Les moyens de communication n’ont jamais été si développés mais l’argent pour les acquérir demande à ceux qui travaillent de passer du temps pour les obtenir. Surtout, leur utilisation dévore le temps disponible de cerveau, de veille et d’attention disponible. Les Français passent environ 4,6h par jour devant un écran. À ce train-là, en 75 ans de vie, ils devraient donc passer 125 925 heures devant les écrans2. À comparer aux 324 120 heures de vie gagnées depuis 124 ans…

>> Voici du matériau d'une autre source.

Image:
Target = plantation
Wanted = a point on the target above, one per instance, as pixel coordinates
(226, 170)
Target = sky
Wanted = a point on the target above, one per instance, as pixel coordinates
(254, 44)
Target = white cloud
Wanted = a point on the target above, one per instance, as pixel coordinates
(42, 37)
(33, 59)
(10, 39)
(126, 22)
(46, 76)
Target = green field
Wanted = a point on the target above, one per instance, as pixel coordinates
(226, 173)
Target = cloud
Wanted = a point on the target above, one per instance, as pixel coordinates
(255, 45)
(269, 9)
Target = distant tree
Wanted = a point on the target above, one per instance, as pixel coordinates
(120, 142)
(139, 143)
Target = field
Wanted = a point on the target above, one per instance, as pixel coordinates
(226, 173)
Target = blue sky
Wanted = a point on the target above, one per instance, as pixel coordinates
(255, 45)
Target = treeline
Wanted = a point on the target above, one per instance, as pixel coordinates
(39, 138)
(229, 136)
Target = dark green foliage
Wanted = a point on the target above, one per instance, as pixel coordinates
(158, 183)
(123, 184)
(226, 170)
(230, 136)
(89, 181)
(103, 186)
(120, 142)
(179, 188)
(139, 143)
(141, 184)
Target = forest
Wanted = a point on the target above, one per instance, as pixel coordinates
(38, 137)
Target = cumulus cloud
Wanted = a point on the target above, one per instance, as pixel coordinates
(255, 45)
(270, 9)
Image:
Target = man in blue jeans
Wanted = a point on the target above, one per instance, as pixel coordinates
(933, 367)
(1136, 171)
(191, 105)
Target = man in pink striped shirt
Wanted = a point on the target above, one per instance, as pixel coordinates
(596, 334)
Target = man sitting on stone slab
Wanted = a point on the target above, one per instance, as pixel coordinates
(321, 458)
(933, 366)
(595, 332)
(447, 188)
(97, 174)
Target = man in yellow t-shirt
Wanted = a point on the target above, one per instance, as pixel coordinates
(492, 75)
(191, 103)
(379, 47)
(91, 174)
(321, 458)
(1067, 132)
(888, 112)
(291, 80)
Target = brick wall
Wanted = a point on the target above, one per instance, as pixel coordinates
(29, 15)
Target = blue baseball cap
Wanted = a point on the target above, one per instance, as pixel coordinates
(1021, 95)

Dans le monde du soin, la question du temps est une problématique majeure. La gestion des plannings, en dépit de la multiplication des logiciels permettant de l’optimiser, prend un temps fou, mobilise l’attention de l’ensemble des managers, crée de l’anxiété, génère des frictions, produit de l’envie voire des jalousies. Intéressant de noter que les métiers les moins valorisés, et les moins bien payés, sont aussi ceux où les professionnels passent le plus de temps au contact des patients. Comme si la hiérarchie implicite de l’univers de la santé mettait en avant les réponses techniques et invisibilisait le prendre soin de l’autre. Comme si le temps des uns était trop important pour être perdu avec le malade et que celui des autres ne comptait guère et pouvait être « dépensé » avec l’humain… En termes de care, la hiérarchie pourrait être inversée.

Prendre soin des temps de tous les soignants, c’est aussi privilégier le temps du care, de l’écoute, de l’attention des malades et de leurs proches. Prendre soin des temps de tous les soignants, c’est faire preuve de considération à l’égard de chacun d’entre eux.

Le temps du soin concerne, certes, les actes médicaux, opératoires, de cure. Mais le temps du soin, c’est aussi celui de l’écoute, de la compréhension, de l’empathie, bref du care. Loin d’opposer ces deux approches, le soin d’aujourd’hui nécessite d’articuler cure et care, prévention et intervention, moments de technique et moments d’écoute, approche globale et personnalisée…

L’enjeu serait, en tentant de réduire la gabegie administrative, de favoriser les coopérations entre les soignants et la mutualisation de moyens et de gagner du temps périphérique en mobilisant, sans tomber dans la pensée magique, les ressources du numérique et les potentialités de l’IA. Tout cela pour (re)prendre le temps du soin.

Une société du soin, c’est une société qui hiérarchise les actions, qui qualifie les contraintes, qui prend en compte les limites et d’abord celle du temps. Une société du soin pour les malades comme pour les soignants nécessite une générosité, au sens de Camus. La vraie générosité envers l’avenir consiste à tout donner au présent.

1 Enquête Fondation Clariane / Ipsos, février 2024.
2 Baromètre du Numérique, 2023. 3 Albert Camus, L’homme révolté, Gallimard, 1950

Serge Guérin

Professeur HDR à l’Inseec GE. Directeur scientifique du Pole Management, RH et Santé, Inseec MSc & MBA, Paris. Président du Comité scientifique de la Fondation Clariane Aimer Soigner. Sociologue des enjeux du
vieillissement, du care et de l’intergénération. Il travaille aussi sur les rapports de la société aux questions de santé et de prévention, sur l’innovation sociale et sur les pratiques concrètes de solidarité. Consultant, conférencier et auteur, il a publié une quarantaine ouvrages dont le dernier, Et si les vieux aussi sauvaient la planète ?, Michalon, 2024.